Review for NeurIPS paper: Polynomial-Time Computation of Optimal Correlated Equilibria in Two-Player Extensive-Form Games with Public Chance Moves and Beyond

NeurIPS 2020

Polynomial-Time Computation of Optimal Correlated Equilibria in Two-Player Extensive-Form Games with Public Chance Moves and Beyond

Review 1

Summary and Contributions: The paper characterizes a new, larger, subset of games where an optimal correlated equilibrium can be computed in polynomial time, using the concept of triangle-free games. The polytope of von Stengel and Forge, V, can be decomposed and an algorithm built on that decomposition. In the case of triangle-free games, V is shown to be equivalent to the set of correlation plans.

Strengths: The set of triangle-free games is a non-trivial extension of the class of extensive-form games where it is known to be possible to compute an optimal correlated equilibrium: it now includes games with some types of chance events - even including some (variants of?) real world games.

Weaknesses: While there was nothing in particular wrong with the experiments, I wasn't sure what I was supposed to take away from the experiments. Maybe also have some explanation of how decomposing the polytope now allows it to be mapped?

Correctness: Yes, with the caveats mentioned above w.r.t. experiments.(maybe some explanation of how decomposing the polytope now allows it to be mapped?)

Clarity: The paper is generally well written, but I found myself getting confused between whether an actual value is being assigned to a policy. For example, in the First Example, "Then, this value is split arbitrarily into the two (non-negative) entries v[∅, 1], v[∅, 2] so that v[∅, 1] + v[∅It was not impossible to read, but , 2] = v[∅, ∅]" constructing one specific policy, while the describing the (general version of the) operation as the step in constructing the polytope. The later usage of terms like "filled in" in the algorithm and its description are then harder to immediately parse: as far as I can tell values for sequences are not actually being filled in, but instead we are marking down that a particular constaint about filling in values has now been added to the scaled-extension polytope. I found the boxes in Figure 2 slightly confusing as well. Following the text for the leftmost example, going from v[0,1] to v[1,1] + v[2,1] and v[3,1] + v[4,1], I would have expected to see a longer column in the figure for those fields. (Or conversely, given the figure, I would have expected to go from v[0,1] and v[0,2] to v[1,1]+v[2,1] and v[1,2]+v[2,2].) The connection between the boxes and what is going on should be made more clear. Consider using some of the space from the experiment section to expand section 3. For example, a sketch of the argument for Theorem 3 seems more informative than knowing that Gurobi struggles to solve the LP based on the decomposition (when this does not really seem to be part of message of this paper.)

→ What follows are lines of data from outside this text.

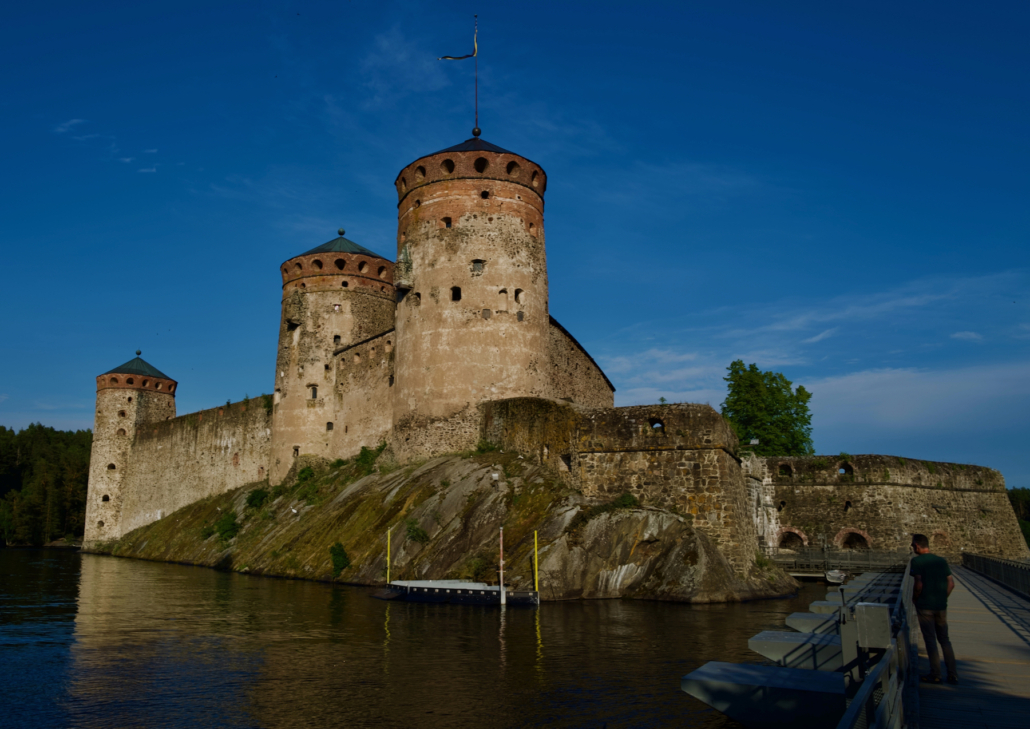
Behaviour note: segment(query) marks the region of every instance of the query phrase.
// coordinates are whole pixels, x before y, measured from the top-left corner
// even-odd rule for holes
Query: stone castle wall
[[[548,355],[551,397],[592,408],[615,405],[615,386],[605,377],[594,358],[553,316]]]
[[[207,496],[267,477],[271,412],[264,400],[141,425],[122,482],[120,533]]]
[[[766,544],[875,550],[908,549],[930,537],[953,561],[963,551],[1030,557],[1005,480],[991,468],[895,456],[754,458],[745,462],[764,486],[762,511],[775,529]]]
[[[549,463],[599,502],[631,493],[679,513],[715,539],[738,571],[754,564],[757,534],[737,438],[707,405],[586,408],[517,398],[486,403],[483,435]]]

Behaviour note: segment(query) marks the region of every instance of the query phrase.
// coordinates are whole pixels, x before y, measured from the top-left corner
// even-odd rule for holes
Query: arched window
[[[840,464],[840,467],[837,469],[837,473],[841,476],[854,476],[855,469],[851,467],[850,463],[844,462]]]
[[[118,435],[125,435],[125,428],[119,428]]]
[[[143,380],[143,387],[150,387],[150,380]]]
[[[486,270],[486,261],[482,258],[474,258],[472,260],[472,275],[481,276],[483,271]]]
[[[127,380],[125,381],[125,384],[126,384],[126,385],[133,385],[133,384],[135,384],[135,380],[133,380],[133,379],[132,379],[132,378],[130,377],[129,379],[127,379]]]
[[[342,271],[344,268],[347,267],[347,262],[342,258],[337,258],[335,261],[333,261],[333,265],[336,266],[337,271]]]
[[[104,494],[104,495],[103,495],[103,496],[101,497],[101,499],[100,499],[100,500],[101,500],[101,501],[110,501],[110,500],[111,500],[111,497],[110,497],[110,496],[108,496],[107,494]]]
[[[104,522],[102,522],[102,521],[98,521],[98,522],[97,522],[97,526],[98,526],[98,527],[101,527],[101,528],[103,528],[103,526],[104,526]]]
[[[538,179],[537,172],[535,170],[533,171],[533,176],[530,177],[529,179],[533,183],[533,187],[539,187],[540,180]]]
[[[481,193],[479,193],[479,196],[481,198],[483,198],[484,200],[489,200],[490,199],[490,191],[489,190],[483,190]]]
[[[515,289],[515,303],[519,306],[526,303],[526,292],[522,289]]]
[[[786,463],[780,464],[780,475],[784,478],[790,478],[794,474],[793,469]]]
[[[400,184],[401,192],[404,192],[405,190],[408,189],[408,181],[405,178],[402,177],[399,184]]]
[[[445,228],[450,228],[451,227],[451,219],[450,218],[441,218],[440,222],[443,223],[443,227],[445,227]]]
[[[364,273],[365,269],[367,269],[367,268],[368,268],[368,264],[365,263],[364,261],[362,261],[361,263],[358,264],[358,273]]]
[[[851,511],[851,502],[850,501],[845,501],[844,502],[844,513],[847,514],[849,511]]]
[[[858,532],[849,532],[841,542],[842,549],[869,549],[869,542]]]
[[[317,268],[319,271],[322,270],[322,262],[317,258],[311,262],[311,265]]]
[[[118,411],[118,417],[119,418],[124,418],[125,417],[125,411],[124,410],[119,410]]]
[[[508,310],[508,289],[501,289],[497,292],[497,309],[499,311]]]
[[[522,172],[522,168],[519,167],[519,163],[516,162],[515,160],[512,160],[511,162],[508,163],[508,168],[507,169],[508,169],[508,174],[511,175],[512,177],[518,177],[519,174]]]
[[[461,301],[460,286],[451,286],[451,301]]]
[[[108,464],[107,464],[107,470],[108,470],[108,471],[113,471],[113,470],[115,470],[115,465],[114,465],[113,463],[108,463]]]
[[[648,424],[651,426],[651,432],[658,435],[665,435],[665,423],[658,418],[648,418]]]
[[[484,172],[486,172],[486,168],[490,166],[490,162],[486,159],[486,157],[480,157],[475,161],[475,163],[472,166],[476,168],[476,172],[478,172],[479,174],[483,174]]]
[[[325,424],[325,432],[327,432],[327,433],[328,433],[328,432],[330,432],[330,431],[331,431],[332,429],[333,429],[333,424],[332,424],[332,423],[326,423],[326,424]]]
[[[454,172],[454,162],[449,159],[445,159],[440,163],[440,169],[443,170],[445,175],[449,175]]]
[[[383,274],[385,274],[385,273],[386,273],[386,266],[380,266],[379,267],[379,271],[378,271],[379,278],[382,278]]]
[[[419,165],[415,168],[415,182],[422,182],[424,179],[426,179],[426,168]]]
[[[345,288],[345,289],[346,289],[346,288],[350,288],[350,282],[348,282],[348,281],[344,281],[344,282],[343,282],[342,284],[340,284],[340,285],[341,285],[341,286],[343,286],[343,288]]]
[[[303,270],[304,270],[304,267],[303,267],[302,265],[300,265],[300,263],[299,263],[299,262],[298,262],[298,263],[294,263],[294,264],[293,264],[293,268],[294,268],[295,270],[297,270],[297,271],[303,271]]]
[[[805,546],[804,540],[794,532],[784,532],[783,536],[780,537],[780,549],[790,549],[797,551],[803,549]]]
[[[117,385],[118,384],[118,378],[117,377],[112,377],[111,378],[111,384],[112,385]]]
[[[317,400],[318,399],[318,388],[315,387],[314,385],[311,386],[311,399],[312,400]]]

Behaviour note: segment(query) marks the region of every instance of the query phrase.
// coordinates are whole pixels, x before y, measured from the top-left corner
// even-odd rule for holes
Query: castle
[[[896,549],[911,531],[953,554],[1028,555],[991,469],[742,459],[709,406],[615,408],[548,310],[546,173],[473,135],[397,175],[396,262],[340,230],[280,266],[271,397],[176,417],[178,383],[139,351],[97,377],[87,548],[362,447],[410,462],[486,439],[588,498],[631,491],[683,514],[740,570],[760,545]]]

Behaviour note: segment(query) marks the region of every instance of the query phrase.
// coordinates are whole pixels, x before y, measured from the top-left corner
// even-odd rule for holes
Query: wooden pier
[[[960,682],[920,684],[919,727],[1030,726],[1030,599],[964,567],[953,571],[948,627]],[[920,673],[929,673],[922,637],[919,645]]]

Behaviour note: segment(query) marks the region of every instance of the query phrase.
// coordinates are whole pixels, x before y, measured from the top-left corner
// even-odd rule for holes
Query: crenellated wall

Relation to Prior Work: Yes, the distinction is clear, and appears to cite relevant related works.

Reproducibility: Yes

Additional Feedback: line 244 "topmost game in Figure 2" leftmost ---- comments after feedback Thank you for the response. It does clarify what the experimental section is trying to show, and I think making those points explicit would also help the paper. a) the proof says you can safely run an LP based on V rather than Xi -- which you could have done before, just without a theoretical argument of soundness. b) one could actually implement and run the decomposition algorithm that is part of the proof, whichis important because of (c) c) the regret-based alogrithm, which *does* require the decomposition, is (potentially much) faster than the LP algorithm.

Review 2

Summary and Contributions: The paper builds on work of on tractable computation of EFCE in two player games. Prior art permitted (tractable) solving two player extensive form games without chance moves. This work extends this capability to games with public chance moves - and more generally to two player EFGs that satisfy a "triangle-freeness" condition. The authors provides proofs, algorithms, and empirical validation of their methods.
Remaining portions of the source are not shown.